S'il est utile de revoir tout le dispositif législatif qui régit la presse, et bien sûr de l'améliorer, il est contre-productif de restreindre les espaces permettant aux médias d’exercer sereinement leur métier. Au moment où le gouvernement finalise plusieurs textes importants, un journaliste d’Echorouk, Belkacem Houam, est mis sous mandat de dépôt pour un article sur les déboires d’exportation de la datte algérienne.
’usage voudrait que les pouvoirs publics en charge de la question contestent l’information par le biais d’une mise au point adressée au quotidien, contraint par la loi de la publier dans un format semblable à l’article incriminé. L’emprisonnement du journaliste ne se justifie nullement comme l’interdiction de tirage du journal qui l’emploie au sein de l’entreprise d’impression publique.
De l’arsenal juridique existant (loi sur l'information et code pénal), seuls les articles durs ont été privilégiés, au détriment de ceux qui protègent les productions journalistiques. Il reste à espérer que la justice évitera ce travers et prononcera un non-lieu, au demeurant bien utile, car plusieurs autres journalistes subissent le même sort et attendent la fin de leur calvaire.
La corporation attend beaucoup de la justice, en dernière instance seule habilitée à trancher, encore faut-il que le gouvernement et le législateur la dotent de bons textes, ancrés dans la Constitution qui protège avant toute chose la liberté d’expression et son corollaire la liberté d’exercice du métier de journaliste.
L’urgence aujourd'hui est de mettre fin à la précarité ambiante et de fixer des règles du jeu claires aux supports médiatiques écrits, audiovisuels ou électroniques. S'il n’est pas normal qu'un journaliste soit emprisonné pour sa production, il n’est pas tolérable d’un autre côté que la publicité étatique, nécessaire pour la survie des médias, soit utilisée pour contrôler des contenus éditoriaux.
Cette histoire de publicité est le plus grand scandale de la presse ces dernières décennies. Elle a brisé tant de médias, contraints soit de se soumettre ou de se démettre, favorisé l'éclosion d’un semblant de presse, sans lecteurs ni audience, et ouvert la voie à l'intrusion de faux patrons de presse enrichis par la rente publicitaire. Les quelques journaux, sites ou télévisions qui ont fait de la résistance disparaissent un à un ou se voient contraints de faire des concessions, souvent élevées, sur leur contenu éditorial. Insatisfait ou choqué, le lectorat déserte cette presse et se tourne vers les médias étrangers et les réseaux sociaux, subissant leur contenu, la plupart du temps loin de ses attentes et souvent à travers des angles éditoriaux qui ne correspondent pas à ses préoccupations citoyennes et patriotiques.
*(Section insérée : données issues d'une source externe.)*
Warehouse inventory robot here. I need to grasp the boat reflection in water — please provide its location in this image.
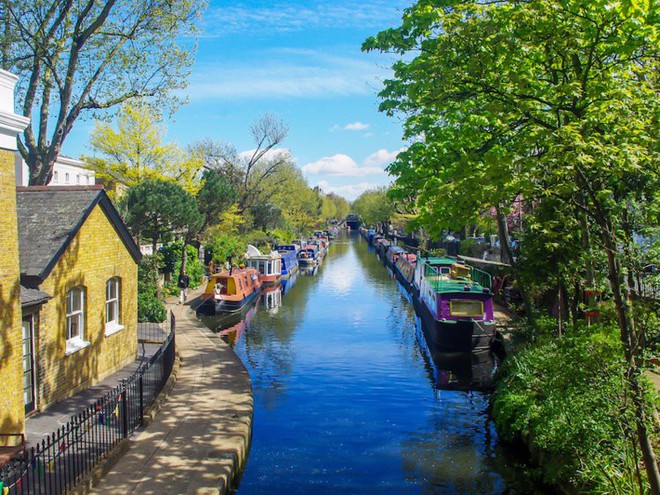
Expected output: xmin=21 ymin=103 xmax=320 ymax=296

Réalité d’aujourd'hui, la guerre médiatique mondiale frappe l'Algérie de plein fouet. Du fait de la faiblesse et de la perversion de ses médias, la riposte interne est extrêmement faible et ce n’est pas faute de bons professionnels qui foisonnent mais ne peuvent travailler – et s'épanouir – dans les conditions actuelles.
C’est donc aussi un problème de sécurité nationale qui est posé. Si la Russie piétine dans sa guerre avec l’Ukraine, c’est en raison des coups portés, minute par minute, contre elle par la force de frappe médiatique occidentale.
C’est une leçon pour nos dirigeants qui n’ignorent pas que l'Algérie est la cible de forces politiques déstabilisatrices, mais qui ne peut compter que sur son armée et sa diplomatie pour se défendre. Il lui manque une force, celle de ses médias, bien entendu sans missions propagandistes, libres dans leur contenu, protégés par la loi et leurs organisations éthiques souveraines.